In order to palm off the “junk” they turned to the trick invented by the “junk bond king” and packaged their sausage just like he did. Worked great until it didn’t…
Frankly, IMHO, the only place that computer models came into it was as a Financial Ponzi Scheme cover story. The FINANCE guys (not Economists) cooked up a computer model to show that the risk was dispersed, so was not relevant any more.
Other than the rocks tossed at Economists, that I think ought to be tossed at Finance peddlers, by Michael R. Smith, the article is generally good. But I might be biased… one Michael Smith to another 😎
Mark Young (04:33:31) :
Now, with climate modeling, we know that we have a chaotic system. We also know that there is order in chaos, but that like markets they tend to be self correcting. Actually, more so, since climate isn’t effected by emotion nor leverage. The problem lies in that in addition to being chaotic, climate is vastly more complex and still poorly understood, at least in places.
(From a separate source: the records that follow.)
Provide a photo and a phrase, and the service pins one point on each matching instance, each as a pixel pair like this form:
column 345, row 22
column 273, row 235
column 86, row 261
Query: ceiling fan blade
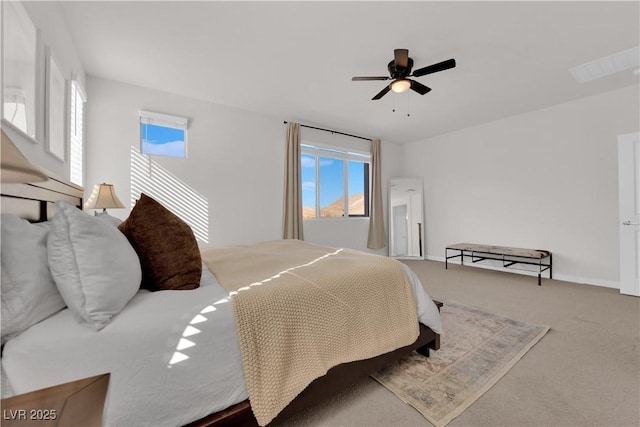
column 401, row 57
column 419, row 87
column 382, row 93
column 440, row 66
column 360, row 79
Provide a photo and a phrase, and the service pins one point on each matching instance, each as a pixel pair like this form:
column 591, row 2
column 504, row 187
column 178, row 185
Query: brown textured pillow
column 166, row 246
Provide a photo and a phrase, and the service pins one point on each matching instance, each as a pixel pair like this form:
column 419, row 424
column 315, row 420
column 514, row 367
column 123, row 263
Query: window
column 76, row 133
column 327, row 175
column 163, row 135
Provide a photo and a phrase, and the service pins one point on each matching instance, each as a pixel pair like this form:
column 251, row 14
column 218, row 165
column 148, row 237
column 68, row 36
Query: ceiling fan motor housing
column 399, row 72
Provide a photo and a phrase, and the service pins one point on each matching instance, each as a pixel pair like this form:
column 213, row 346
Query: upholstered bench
column 509, row 256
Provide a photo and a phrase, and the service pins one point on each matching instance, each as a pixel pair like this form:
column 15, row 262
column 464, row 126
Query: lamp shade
column 15, row 168
column 400, row 85
column 103, row 197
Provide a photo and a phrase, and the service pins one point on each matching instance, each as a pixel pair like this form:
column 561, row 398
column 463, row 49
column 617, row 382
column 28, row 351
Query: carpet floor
column 585, row 372
column 477, row 349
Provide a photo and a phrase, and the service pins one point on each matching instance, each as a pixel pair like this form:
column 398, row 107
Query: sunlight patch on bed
column 151, row 178
column 287, row 271
column 177, row 358
column 199, row 318
column 184, row 344
column 189, row 331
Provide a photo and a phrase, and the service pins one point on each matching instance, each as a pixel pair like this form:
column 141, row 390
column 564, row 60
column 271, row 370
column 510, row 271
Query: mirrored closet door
column 406, row 227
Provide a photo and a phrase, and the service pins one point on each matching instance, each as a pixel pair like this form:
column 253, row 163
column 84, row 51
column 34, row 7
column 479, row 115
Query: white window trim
column 75, row 143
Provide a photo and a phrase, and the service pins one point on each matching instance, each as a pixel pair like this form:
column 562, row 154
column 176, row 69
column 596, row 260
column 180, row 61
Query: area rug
column 476, row 350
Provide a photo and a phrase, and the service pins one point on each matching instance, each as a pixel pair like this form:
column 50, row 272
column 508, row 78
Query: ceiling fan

Complexity and chaos are at the frontier of research in many disciplines, from physics to biology.
Unfortunately, contrary to expectations the knowledge of the chaotic nature of climate is given lip service in the IPCC used models. The GCM models themselves use numerical methods and boundary condition assumptions appropriate to solutions of well behaved equations in what in the end is a perturbative expansion method.
The lip service to chaos is given by the spaghetti graphs in the report plots: they vary the input/starting parameters so as to “simulate” chaos. It is not errors that those spaghetti graphs show, but the stability of the solutions. Considering the wrong premise used, that the solutions are expandable, it is not wonder that after a number of time steps, the models diverge: the higher order terms kick in.
This does also happens with weather predictions, which use the parent models of the climate CCMs , and we see that they cannot be given for more than a week. Climate, with larger time steps and broader assumptions diverges after a few years.
That the modelers are so arrogant as to assert confidence in prediction isn’t surprising. That smart people believe that they can reliably predict climate, however, is.
Unfortunately, modeling, like video games, tends to be addictive, and addiction does not look to intelligence.
>>Australian scientist and campaigner Tim Flannery<<
Tim Flannery is not a scientist, he is a pseudo scientist. He believes in "Gaia", which is unscientific nonsense and also believes that "our intelligence is here for a pupose." (I have seen him say that on a TV program that he made.) No person that believes that "our intelligence is here for a pupose." can properly be called a scientist.
acementhead (21:36:57) :
He’s a scientist, but nothing to do with climate sciences. He’s a Paleontologist.